AI and ML products now permeate every aspect of our digital lives–from recommendations of what to watch, to divining our search intent, to powering increasingly-present virtual assistants in consumer and enterprise settings. While quality improvements are the main focus of traditional ML and AI research, a second and arguably less well understood benefit of machine learning is that it can dramatically reshape the practice of building applications. With an eye toward generations of compiler, database, and operating systems work, they may inspire new foundational questions for how to build the next generation of AI-powered systems.
Tools are important. They are the scaffolding of the machine learning revolution: the widespread adoption of tools like PyTorch and TensorFlow (building on earlier academic prototypes like Theano and Torch) enabled users to more easily assemble models due to both well-suited domain-specific languages and a rich collection of building blocks. Supported by large companies, these tools have spawned a rich ecosystem to which new building blocks are contributed almost daily and which even contains tools for deployment (eg TFX and TorchScript). Moving from the era of bespoke AI tools to a shared communal foundation has seen stunning productivity gains–on a personal note, it was wild to live through and modestly contribute to.
With the stunning success of these platforms, these libraries have moved the pain point for engineers who build and maintain these products.
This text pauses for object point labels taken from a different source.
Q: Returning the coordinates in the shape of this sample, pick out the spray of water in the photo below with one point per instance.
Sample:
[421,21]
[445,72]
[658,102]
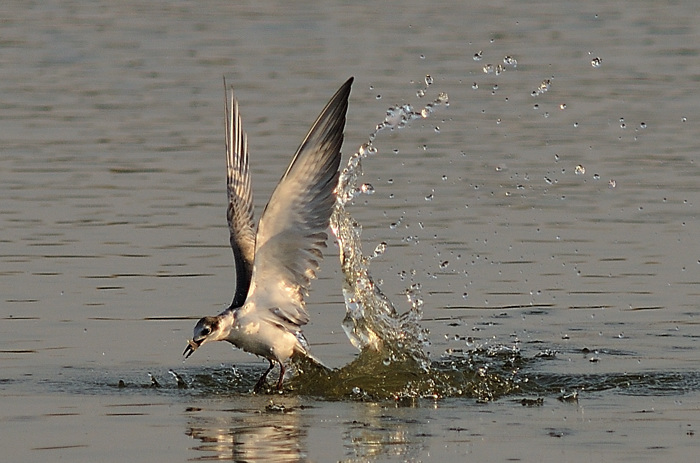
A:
[372,322]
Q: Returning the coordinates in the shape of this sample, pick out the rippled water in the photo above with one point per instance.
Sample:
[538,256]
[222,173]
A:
[544,227]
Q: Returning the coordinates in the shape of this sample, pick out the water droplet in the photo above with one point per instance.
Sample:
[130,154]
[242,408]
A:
[380,249]
[367,188]
[544,87]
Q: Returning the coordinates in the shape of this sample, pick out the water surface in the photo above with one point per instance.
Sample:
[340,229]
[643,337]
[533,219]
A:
[554,237]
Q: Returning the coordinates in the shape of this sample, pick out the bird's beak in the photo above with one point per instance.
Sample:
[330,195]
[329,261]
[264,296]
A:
[192,346]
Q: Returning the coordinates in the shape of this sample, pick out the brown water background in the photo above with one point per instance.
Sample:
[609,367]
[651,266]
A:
[563,225]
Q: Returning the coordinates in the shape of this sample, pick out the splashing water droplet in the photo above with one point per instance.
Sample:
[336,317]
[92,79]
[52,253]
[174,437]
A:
[510,61]
[367,189]
[380,249]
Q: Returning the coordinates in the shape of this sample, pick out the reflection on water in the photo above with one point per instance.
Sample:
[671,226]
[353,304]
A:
[273,432]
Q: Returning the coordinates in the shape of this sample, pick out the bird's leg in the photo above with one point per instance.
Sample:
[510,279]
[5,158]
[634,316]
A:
[279,381]
[261,382]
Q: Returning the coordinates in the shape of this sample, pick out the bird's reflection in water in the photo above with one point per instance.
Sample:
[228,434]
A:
[261,433]
[279,432]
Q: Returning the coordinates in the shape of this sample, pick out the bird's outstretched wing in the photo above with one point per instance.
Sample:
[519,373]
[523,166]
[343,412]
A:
[292,229]
[240,199]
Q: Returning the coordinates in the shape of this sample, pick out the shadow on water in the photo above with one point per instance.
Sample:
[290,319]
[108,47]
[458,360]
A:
[392,363]
[482,374]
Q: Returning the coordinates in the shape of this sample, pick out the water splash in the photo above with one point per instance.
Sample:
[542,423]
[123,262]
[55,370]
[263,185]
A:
[372,322]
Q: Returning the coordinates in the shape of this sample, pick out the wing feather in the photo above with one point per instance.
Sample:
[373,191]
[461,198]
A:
[239,212]
[292,229]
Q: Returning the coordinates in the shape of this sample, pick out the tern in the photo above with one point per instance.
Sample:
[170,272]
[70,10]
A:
[276,263]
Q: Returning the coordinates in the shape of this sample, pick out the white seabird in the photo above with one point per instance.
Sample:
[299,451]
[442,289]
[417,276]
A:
[274,266]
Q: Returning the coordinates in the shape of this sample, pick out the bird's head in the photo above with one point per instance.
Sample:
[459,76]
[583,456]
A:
[207,329]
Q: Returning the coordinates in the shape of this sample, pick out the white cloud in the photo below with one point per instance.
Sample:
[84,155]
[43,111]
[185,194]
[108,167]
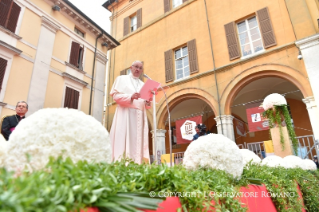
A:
[95,11]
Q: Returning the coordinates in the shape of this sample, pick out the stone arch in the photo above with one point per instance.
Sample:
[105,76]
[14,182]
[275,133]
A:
[178,96]
[261,71]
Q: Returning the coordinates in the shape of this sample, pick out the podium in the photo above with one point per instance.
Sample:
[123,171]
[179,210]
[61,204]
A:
[153,90]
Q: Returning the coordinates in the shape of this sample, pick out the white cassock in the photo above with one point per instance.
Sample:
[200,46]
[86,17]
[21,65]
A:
[129,131]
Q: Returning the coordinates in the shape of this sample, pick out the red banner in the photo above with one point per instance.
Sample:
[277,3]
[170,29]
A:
[255,120]
[179,123]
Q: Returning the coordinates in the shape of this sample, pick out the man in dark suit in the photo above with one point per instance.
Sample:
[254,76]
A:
[9,123]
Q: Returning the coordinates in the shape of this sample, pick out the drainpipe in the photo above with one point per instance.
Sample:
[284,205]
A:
[214,68]
[109,78]
[93,71]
To understand what might be next, perhaps we can take a page from computing history? One view is that the current generation of tools are akin to software libraries, but they lack some of the features that distinguish long-lived computing systems, such as:
- monitoring and lifecycle management (most ML systems only deal with training monitoring),
- support collaboration of all stakeholders around the life of the product (most ML systems lack a model management solution),
- end-to-end data flow debugging and monitoring (most ML systems don’t manage training data production pipelines)
- … and many more …
Understanding this thought has been a driving force behind our recent work.
We presented some of our initial ideas in the MLSys keynote and described some of our thoughts for production and research systems.
While we contend entirely new ways of building these systems are possible, we are at the start of this journey. There is preliminary evidence that there’s something here: these new breed of systems have found their way into industry products used by billions of people every day like Google
[data programming,
information extraction],
YouTube [multi-modal],
multiple Apple products [Overton],
Uber [customer support,
food recommendation,
Ludwig open-sourced], and many more.
The goal of this post is to introduce the Stanford MLSys Seminar Series to hopefully engage more of the community around ideas to build these systems. If you’re interested in this area or you have a topic you’d like to see, let us know!
Please visit the webpage at mlsys.stanford.edu to see our preliminary thoughts and the schedule of our first speakers. We welcome your feedback!
One outcome of the course is to articulate the challenges that we’ve seen, solicit challenges from the community, and try to make the field more accessible for academic research. If we’re lucky, we may just help to spawn the next major subfield of computer science!